Schlingnatter und Zauneidechse verhindern Baugebiet in Gaggenau-Michelbach

Schöne Hanglage, nach Süden exponiert, nah am Ortskern. Doch in der „Tasch“ in Gaggenau-Michelbach werden keine neuen Wohnhäuser entstehen. Schlingnatter und Zauneidechsen bedeuten das Aus für den Bebauungsplan.

Schlingnatter in Bretten-Sprantal_2.
Eine Schlingnatter. Die Tiere sind streng geschützt nach Paragraf 44 des Bundesnaturschutzgesetzes. Foto: Tom Rebel

Es hätte schnell gehen sollen, nun wurde gar nichts aus dem Vorhaben: Bereits Ende 2019 hatte der Gemeinderat die Aufstellung eines Bebauungsplan „Tasch“ in Michelbach beschlossen, im beschleunigten Verfahren nach Paragraf 13b des Baugesetzbuches. 18 neue Bauplätze, ausschließlich Einzelhäuser, maximal 36 Wohneinheiten hatte man im Blick. Daraus wird nun nichts.

Wir haben wahnsinnig viel Energie da rein gesteckt.
Ralf Jungfermann
Ortsvorsteher von Michelbach

Einstimmig empfahl der Ortschaftsrat von Michelbach am Mittwoch dem Gemeinderat, das Verfahren zur Aufstellung des Bebauungsplans abzubrechen. Ortsvorsteher Ralf Jungfermann brachte die Stimmung am Ende auf den Punkt: „Das ist ausgesprochen ärgerlich. Wir haben wahnsinnig viel Energie da rein gesteckt, aber solange sich diese Schlange dort tummelt, haben wir keine Chance.“

Oberbürgermeister Michael Pfeiffer (parteilos) hätte das Baugebiet auch gerne realisiert gesehen.
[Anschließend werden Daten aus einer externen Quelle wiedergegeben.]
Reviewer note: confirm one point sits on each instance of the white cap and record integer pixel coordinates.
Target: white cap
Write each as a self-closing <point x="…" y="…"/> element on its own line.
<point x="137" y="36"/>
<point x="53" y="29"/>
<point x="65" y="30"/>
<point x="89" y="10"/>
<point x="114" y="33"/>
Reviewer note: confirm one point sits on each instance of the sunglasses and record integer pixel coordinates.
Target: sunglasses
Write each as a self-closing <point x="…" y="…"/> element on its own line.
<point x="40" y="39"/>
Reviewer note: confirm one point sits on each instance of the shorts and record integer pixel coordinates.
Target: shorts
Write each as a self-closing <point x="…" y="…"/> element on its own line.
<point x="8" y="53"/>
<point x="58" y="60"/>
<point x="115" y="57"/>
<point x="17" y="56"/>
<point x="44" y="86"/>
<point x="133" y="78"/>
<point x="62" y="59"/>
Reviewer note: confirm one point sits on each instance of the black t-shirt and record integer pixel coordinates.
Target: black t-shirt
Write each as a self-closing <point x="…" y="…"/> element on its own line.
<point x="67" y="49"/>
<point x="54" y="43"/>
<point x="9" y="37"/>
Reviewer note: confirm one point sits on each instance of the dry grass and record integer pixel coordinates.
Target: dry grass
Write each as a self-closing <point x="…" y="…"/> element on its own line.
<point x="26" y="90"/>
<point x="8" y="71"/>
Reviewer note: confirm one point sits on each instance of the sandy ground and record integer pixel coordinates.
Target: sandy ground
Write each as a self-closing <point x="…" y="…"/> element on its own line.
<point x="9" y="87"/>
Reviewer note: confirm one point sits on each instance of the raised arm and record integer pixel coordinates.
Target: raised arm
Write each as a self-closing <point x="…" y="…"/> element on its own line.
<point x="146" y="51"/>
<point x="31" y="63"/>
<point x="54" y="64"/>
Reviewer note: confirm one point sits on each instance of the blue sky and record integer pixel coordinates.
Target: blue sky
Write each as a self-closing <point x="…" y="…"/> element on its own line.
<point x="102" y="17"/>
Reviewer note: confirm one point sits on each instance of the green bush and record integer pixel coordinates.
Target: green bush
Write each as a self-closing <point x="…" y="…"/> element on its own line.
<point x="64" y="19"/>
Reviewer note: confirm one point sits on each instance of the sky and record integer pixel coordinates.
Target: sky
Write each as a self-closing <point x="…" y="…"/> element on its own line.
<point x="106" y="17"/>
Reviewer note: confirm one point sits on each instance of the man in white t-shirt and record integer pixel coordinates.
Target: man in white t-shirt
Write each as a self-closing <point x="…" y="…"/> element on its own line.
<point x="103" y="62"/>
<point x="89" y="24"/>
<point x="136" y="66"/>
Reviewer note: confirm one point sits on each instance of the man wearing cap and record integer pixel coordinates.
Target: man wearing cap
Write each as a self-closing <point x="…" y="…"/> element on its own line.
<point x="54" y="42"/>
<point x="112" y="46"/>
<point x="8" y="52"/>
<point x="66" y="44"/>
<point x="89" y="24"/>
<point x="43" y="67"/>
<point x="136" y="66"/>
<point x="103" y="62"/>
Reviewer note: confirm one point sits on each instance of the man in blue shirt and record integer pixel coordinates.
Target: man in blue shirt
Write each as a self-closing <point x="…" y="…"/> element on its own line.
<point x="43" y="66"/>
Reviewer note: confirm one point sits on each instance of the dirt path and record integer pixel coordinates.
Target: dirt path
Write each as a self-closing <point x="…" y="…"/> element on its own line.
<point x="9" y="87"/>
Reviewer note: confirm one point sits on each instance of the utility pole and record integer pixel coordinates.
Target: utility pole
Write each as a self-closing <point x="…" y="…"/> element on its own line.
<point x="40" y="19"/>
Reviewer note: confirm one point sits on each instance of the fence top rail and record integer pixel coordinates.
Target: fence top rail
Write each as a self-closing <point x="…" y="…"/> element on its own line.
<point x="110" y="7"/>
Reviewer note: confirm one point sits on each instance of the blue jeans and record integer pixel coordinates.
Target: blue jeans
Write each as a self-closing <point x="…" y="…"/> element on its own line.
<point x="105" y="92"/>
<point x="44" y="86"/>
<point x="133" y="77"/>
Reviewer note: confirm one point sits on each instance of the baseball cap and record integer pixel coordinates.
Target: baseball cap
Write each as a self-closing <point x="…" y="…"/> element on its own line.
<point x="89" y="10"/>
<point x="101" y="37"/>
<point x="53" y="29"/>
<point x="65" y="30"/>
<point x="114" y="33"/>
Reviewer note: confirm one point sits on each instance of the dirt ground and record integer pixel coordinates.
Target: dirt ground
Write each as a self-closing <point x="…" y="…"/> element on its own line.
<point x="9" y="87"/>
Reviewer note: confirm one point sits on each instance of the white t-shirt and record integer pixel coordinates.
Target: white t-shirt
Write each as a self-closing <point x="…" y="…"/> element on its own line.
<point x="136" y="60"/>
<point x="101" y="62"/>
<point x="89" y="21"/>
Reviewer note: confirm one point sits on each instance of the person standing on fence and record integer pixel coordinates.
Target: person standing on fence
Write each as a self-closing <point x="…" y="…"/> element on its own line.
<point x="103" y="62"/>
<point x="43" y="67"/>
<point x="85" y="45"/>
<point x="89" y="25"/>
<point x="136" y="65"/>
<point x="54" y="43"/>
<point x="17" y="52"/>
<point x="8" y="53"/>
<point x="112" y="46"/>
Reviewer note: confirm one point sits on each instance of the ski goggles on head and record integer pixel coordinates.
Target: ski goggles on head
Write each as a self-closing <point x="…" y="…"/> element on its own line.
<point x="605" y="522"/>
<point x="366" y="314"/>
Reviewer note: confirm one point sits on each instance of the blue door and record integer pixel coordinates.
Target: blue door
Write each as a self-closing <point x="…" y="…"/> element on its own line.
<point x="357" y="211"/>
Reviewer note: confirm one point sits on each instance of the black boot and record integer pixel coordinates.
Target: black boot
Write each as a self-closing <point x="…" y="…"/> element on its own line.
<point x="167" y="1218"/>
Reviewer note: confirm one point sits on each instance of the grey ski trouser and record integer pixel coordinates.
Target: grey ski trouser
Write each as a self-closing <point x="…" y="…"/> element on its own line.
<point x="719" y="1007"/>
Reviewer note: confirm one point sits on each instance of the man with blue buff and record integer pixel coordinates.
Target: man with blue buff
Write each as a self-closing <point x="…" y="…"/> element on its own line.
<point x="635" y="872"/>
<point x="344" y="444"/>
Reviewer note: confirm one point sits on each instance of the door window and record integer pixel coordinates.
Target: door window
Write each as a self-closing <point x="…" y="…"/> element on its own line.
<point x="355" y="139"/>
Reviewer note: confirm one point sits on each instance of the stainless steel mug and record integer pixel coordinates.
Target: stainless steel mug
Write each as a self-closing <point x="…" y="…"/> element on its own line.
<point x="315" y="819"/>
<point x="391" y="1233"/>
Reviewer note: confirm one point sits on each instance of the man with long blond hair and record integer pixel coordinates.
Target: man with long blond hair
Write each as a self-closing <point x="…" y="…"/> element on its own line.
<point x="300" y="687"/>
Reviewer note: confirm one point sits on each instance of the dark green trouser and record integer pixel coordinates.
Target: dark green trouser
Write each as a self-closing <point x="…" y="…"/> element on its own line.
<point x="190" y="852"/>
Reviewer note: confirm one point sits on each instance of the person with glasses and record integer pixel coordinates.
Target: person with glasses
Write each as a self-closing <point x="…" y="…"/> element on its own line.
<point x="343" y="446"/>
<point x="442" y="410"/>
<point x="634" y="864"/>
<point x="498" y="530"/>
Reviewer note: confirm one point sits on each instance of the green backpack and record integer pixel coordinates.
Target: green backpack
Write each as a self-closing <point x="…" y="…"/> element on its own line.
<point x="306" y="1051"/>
Doch er gewann der Situation etwas Positives ab: Zwar finde man in der Großen Kreisstadt Gaggenau beinahe bei jedem potenziellen Baugebiet hoch schützenswerte Arten – „weil wir uns halt in einer naturnahen Umgebung befinden.“

Ausgleichsfläche wäre größer als das Baugebiet in Gaggenau-Michelbach

Christine Dibos hatte zuvor den Sachverhalt unmissverständlich dargelegt. Sie ist in der Abteilung Stadtplanung im Rathaus mit dem Thema befasst. Im Regionalplan war die „Tasch“ mit 1,8 Hektar als Siedlungserweiterungsfläche dargestellt. Nicht nur das steile Gelände erwies sich von Anfang an als große Herausforderung.

Für Schlingnattern und Zauneidechsen wären laut Regierungspräsidium Ausgleichflächen notwendig geworden – „in beträchtlichem Umfang“, erläuterte Dibos: 1,5 Hektar für die Schlingnattern und 0,36 Hektar für die Zauneidechsen. Zudem hätten diese Flächen getrennt ausgewiesen werden müssen. Damit wäre die gesamte Ausgleichsfläche leicht größer als das Baugebiet geworden.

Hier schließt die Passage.